Alors que les généraux qui ont renversé Bazoum ont réclamé une période de transition de trois ans, la CEDEAO exige le retour immédiat à l'ordre constitutionnel.
Alors que les délégations se dirigeaient vers Niamey, la CEDEAO a déclaré que les négociations restaient sa priorité alors que les chefs de la défense préparaient une mission de réserve pour un éventuel " recours légitime à la force " afin de restaurer la démocratie si nécessaire.
"Même aujourd'hui, il n'est pas trop tard pour que l'armée reconsidère son action et écoute la voix de la raison, car les dirigeants régionaux ne toléreront pas un coup d'Etat", a déclaré le président de la Commission de la CEDEAO, Omar Alieu Touray, aux journalistes à Abuja.
"Le véritable enjeu est la détermination de la communauté à mettre un terme à la spirale des coups d'Etat dans la région."
La CEDEAO a déjà appliqué des sanctions contre le Niger pour faire pression sur le nouveau régime.
Trois autres gouvernements sont tombés aux mains de rébellions militaires dans la région du Sahel depuis 2020, et les djihadistes contrôlent des pans de territoire.
Les dirigeants de la CEDEAO négocient déjà avec les administrations militaires du Mali, du Burkina Faso et de la Guinée, qui œuvrent toutes en faveur d'une transition vers la démocratie après leurs propres coups d'État.
Après avoir initialement hésité, les nouveaux dirigeants du Niger ont déclaré qu'ils restaient ouverts aux négociations.
Mais ils ont envoyé des messages contradictoires, notamment la menace d'accuser Bazoum – qui reste détenu dans sa résidence officielle avec sa famille – de trahison.
Les chefs militaires du Niger ont également mis en garde contre toute intervention, accusant la CEDEAO de préparer une force d'occupation en ligue avec un pays étranger anonyme.
Les officiers ont déclaré jeudi qu'ils laisseraient les troupes du Mali et du Burkina Faso voisins intervenir au Niger en cas d'agression.
Mais Touray a rejeté les projets selon lesquels la CEDEAO " déclarerait la guerre " ou une " invasion " du Niger, insistant sur le fait que la mission de réserve serait une force légitime autorisée par les statuts de la CEDEAO convenus par les membres.
"Les instruments incluent le recours à la force. Cela est donc tout à fait sur la table, tout comme d'autres mesures sur lesquelles nous travaillons", a-t-il déclaré.
"Si les moyens pacifiques échouent, la CEDEAO ne peut pas simplement baisser les bras."
La CEDEAO est intervenue militairement lors de crises passées, notamment lors de guerres civiles. Peu de détails sur la nouvelle force en attente ont été révélés.

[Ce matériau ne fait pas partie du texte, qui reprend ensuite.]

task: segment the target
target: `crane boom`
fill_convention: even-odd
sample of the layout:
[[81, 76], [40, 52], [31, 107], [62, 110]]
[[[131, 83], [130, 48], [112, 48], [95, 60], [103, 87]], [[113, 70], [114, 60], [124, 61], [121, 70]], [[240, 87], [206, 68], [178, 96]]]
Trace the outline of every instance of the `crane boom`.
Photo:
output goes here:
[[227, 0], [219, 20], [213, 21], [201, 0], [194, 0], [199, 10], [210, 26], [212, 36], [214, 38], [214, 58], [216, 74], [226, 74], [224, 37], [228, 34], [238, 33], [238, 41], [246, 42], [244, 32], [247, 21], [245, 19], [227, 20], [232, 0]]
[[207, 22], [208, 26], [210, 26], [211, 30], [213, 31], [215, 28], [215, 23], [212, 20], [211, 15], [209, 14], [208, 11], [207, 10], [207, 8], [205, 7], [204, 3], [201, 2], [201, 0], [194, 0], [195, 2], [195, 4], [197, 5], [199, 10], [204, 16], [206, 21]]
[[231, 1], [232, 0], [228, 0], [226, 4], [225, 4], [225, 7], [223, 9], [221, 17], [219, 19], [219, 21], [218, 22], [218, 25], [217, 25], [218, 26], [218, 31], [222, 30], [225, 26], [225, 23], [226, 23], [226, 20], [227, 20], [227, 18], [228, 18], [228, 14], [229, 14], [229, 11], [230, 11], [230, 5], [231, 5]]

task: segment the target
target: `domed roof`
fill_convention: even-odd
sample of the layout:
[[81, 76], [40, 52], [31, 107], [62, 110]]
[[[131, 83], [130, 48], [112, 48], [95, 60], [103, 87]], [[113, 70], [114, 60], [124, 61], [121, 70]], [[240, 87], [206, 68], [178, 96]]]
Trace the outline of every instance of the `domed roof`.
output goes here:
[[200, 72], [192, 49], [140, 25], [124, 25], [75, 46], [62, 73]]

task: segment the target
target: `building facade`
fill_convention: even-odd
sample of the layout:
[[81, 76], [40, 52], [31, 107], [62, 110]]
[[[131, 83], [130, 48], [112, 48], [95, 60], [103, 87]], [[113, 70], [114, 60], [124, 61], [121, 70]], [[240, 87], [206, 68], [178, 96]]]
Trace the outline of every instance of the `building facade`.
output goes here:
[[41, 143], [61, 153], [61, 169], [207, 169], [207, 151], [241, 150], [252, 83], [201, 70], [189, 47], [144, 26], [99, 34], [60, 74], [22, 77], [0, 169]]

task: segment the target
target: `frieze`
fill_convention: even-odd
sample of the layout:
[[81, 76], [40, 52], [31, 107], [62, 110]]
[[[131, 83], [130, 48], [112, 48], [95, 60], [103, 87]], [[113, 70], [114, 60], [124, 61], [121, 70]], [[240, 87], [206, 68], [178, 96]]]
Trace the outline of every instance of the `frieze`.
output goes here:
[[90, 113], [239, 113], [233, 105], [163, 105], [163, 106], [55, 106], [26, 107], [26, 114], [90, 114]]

Mais les préparatifs en vue d'un éventuel recours à la force militaire au Niger sont risqués et se heurtent déjà à une résistance politique dans le nord du Nigeria, un acteur clé de la CEDEAO et de la région.
L'Algérie, voisine du nord du Niger, a également mis en garde contre les conséquences désastreuses d'une intervention dans la région.
Le ministre des Affaires étrangères Ahmed Attaf a effectué cette semaine une tournée dans les pays d'Afrique de l'Ouest pour tenter de trouver une solution à une crise dans laquelle Alger s'oppose fermement à toute option militaire.
"Il y a un temps pour tout et nous sommes actuellement dans le temps de trouver des solutions pacifiques", a-t-il déclaré en visite au Bénin.
"Mettons toute notre imagination pour donner toutes les chances à une solution politique."